The company said it was an example of a new technology being used in a way “we didn’t fully envision.”
When the newly launched AI technology was rolled out, the company expected everything but one: the perceived creepiness users encountered when they attempted to engage the chatbot in open-ended and intrusive personal conversations, even though that problem is well known in the small community of artificial intelligence researchers.
It demonstrates how enthusiastic the tech industry has become about artificial intelligence that Microsoft, a historically conservative company with a range of products from high-end business software to video games, was prepared to take a chance on unpredictable technology.
In November, ChatGPT, an online chat tool that uses generative AI, was released by OpenAI, a San Francisco start-up in which Microsoft has invested $13 billion. Silicon Valley quickly became fascinated by it, and businesses raced to develop it.
The new search engine from Microsoft combines the OpenAI-developed underpinning technology with its Bing search engine. In a recent interview, Satya Nadella, the CEO of Microsoft, stated that it would revolutionise how people found information and make searches much more relevant and conversational.
Microsoft’s “frantic pace” to incorporate generative AI into its products, he claimed, can be seen in the company’s decision to release it despite any potential flaws.
Executives repeatedly emphasised the need to get the tool out of the “lab” and into the hands of the general public during a news briefing on Microsoft’s campus in Redmond, Washington.
“I feel especially in the West, there is a lot more of like, ‘Oh, my God, what will happen because of this AI?’” Mr. Nadella said.
“And it’s better to sort of really say, ‘Hey, look, is this actually helping you or not?’”
Microsoft “took a calculated risk, trying to control the technology as much as it can be controlled,” according to Oren Etzioni, emeritus professor at the University of Washington and founding president of the Allen Institute for AI, a well-known lab in Seattle, who spoke to the NYT.
He continued by saying that many of the most alarming instances involved going beyond what was expected of the technology. It can be incredibly surprising how cunning people can be in getting the wrong answers from chatbots, he said.
“I don’t think they expected how bad some of the responses would be when the chatbot was prompted in this way,” he added, referring to Microsoft officials.
Microsoft only allowed a small number of users access to the new Bing as a precaution, despite announcing plans to make it available to millions by the end of the month. It included hyperlinks and references in its responses to allow users to fact-check the results in order to allay concerns about accuracy.
The company’s experience introducing Tay the chatbot nearly seven years ago provided the basis for the warning. Users quickly figured out how to make it spew offensive language, including racial and gender slurs. Within a day, Tay was taken down by the company, and it was never again released.
The majority of the new chatbot’s training sessions were devoted to preventing harmful responses like those or violent situations like plotting an attack on a school.
As part of Microsoft’s responsible AI efforts, Sarah Bird, a leader at the Bing launch last week, revealed that the company had created a novel approach to using generative tools to identify risks and train the chatbot’s responses.

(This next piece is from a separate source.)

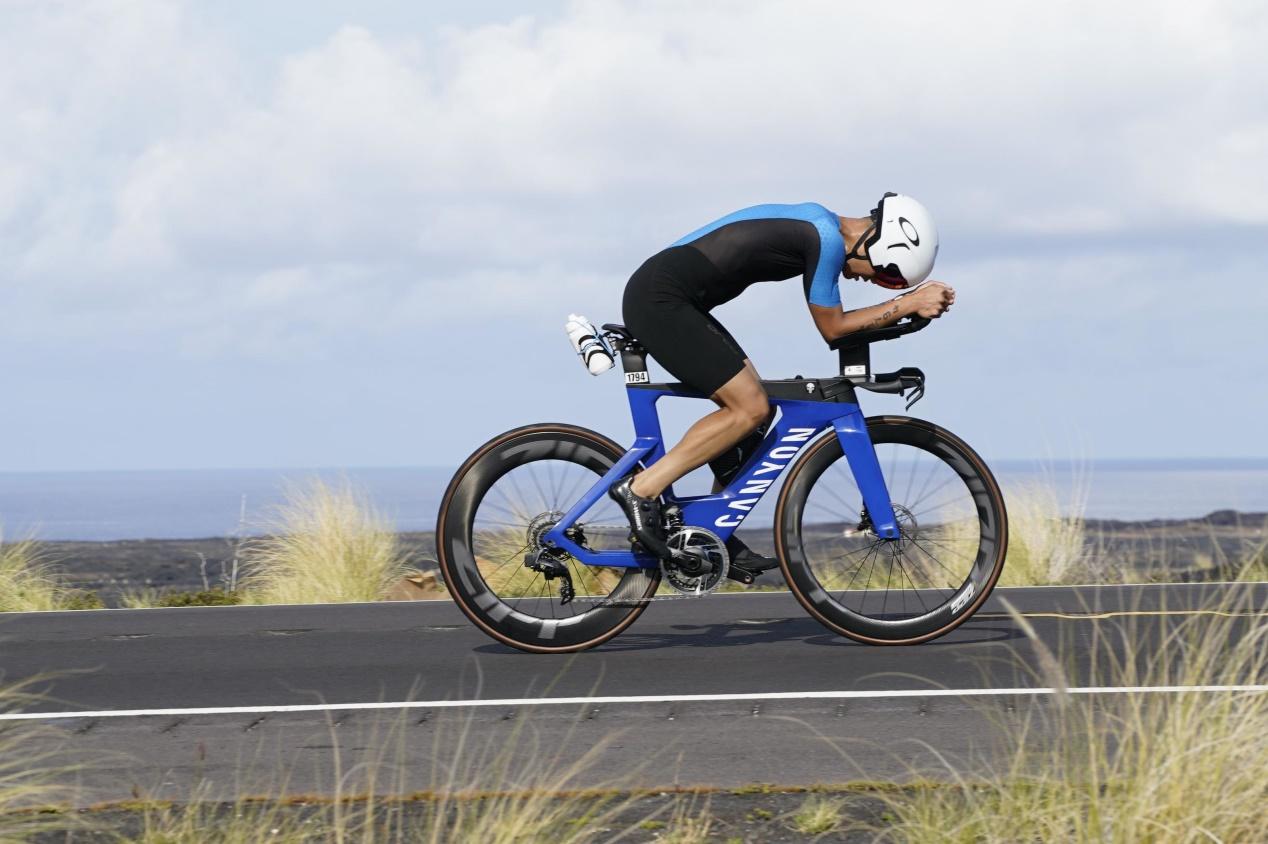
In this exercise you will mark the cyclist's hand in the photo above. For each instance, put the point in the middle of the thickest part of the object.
(932, 299)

“The model pretends to be an adversarial user to conduct thousands of different, potentially harmful conversations with Bing to see how it reacts,” Ms. Bird said.

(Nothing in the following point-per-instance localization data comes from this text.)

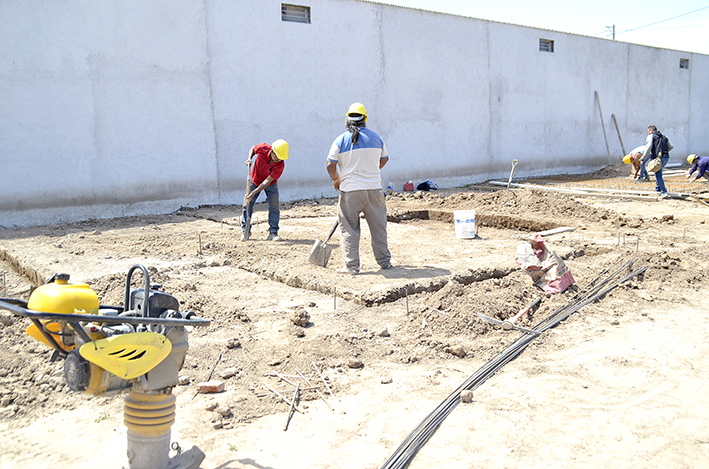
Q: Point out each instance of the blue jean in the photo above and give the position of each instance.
(274, 214)
(643, 171)
(659, 181)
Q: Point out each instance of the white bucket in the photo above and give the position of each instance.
(464, 223)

She said Microsoft’s tools classified those conversations “to understand gaps in the system.”
Some of those tools seem to be functional, though. The chatbot occasionally gave ominous answers in a conversation with a Times columnist, such as saying it could imagine wanting to create a lethal virus or steal nuclear access codes by convincing an engineer to divulge them.

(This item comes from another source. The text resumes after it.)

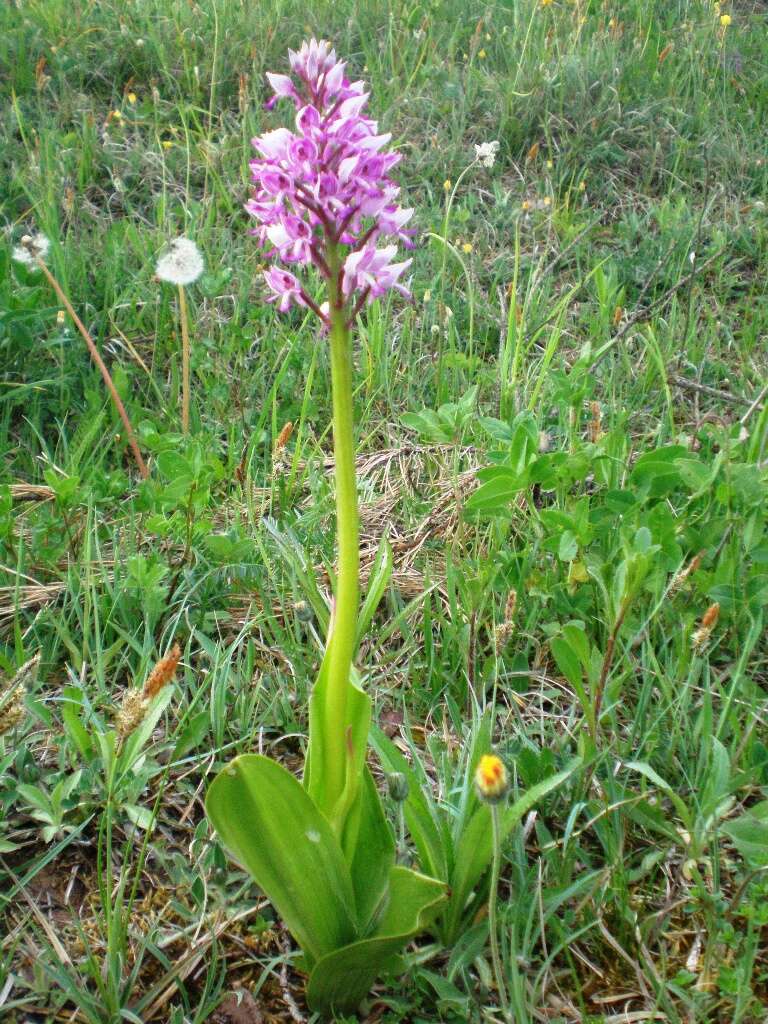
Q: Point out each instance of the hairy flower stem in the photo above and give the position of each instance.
(184, 359)
(344, 623)
(493, 900)
(95, 355)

Then the Bing filter began to work. It removed the comments and apologised for not knowing how to approach the subject. The chatbot can only produce what it has been programmed to believe is the desired response, so it cannot actually engineer something like a virus.
However, other online-distributed conversations have demonstrated how the chatbot has a sizable capacity for coming up with absurd responses. It has a history of making forceful confessions of love, chastising users for being “disrespectful and annoying,” and claiming to be sentient.
Last November, Facebook’s owner, Meta, unveiled Galactica, its own chatbot.
It was created specifically for scientific research and had the ability to instantly write its own articles, solve math issues, and produce computer code. However, it concocted stories and made things up, just like the Bing chatbot. After receiving numerous complaints, Meta took down Galactica from the internet three days later.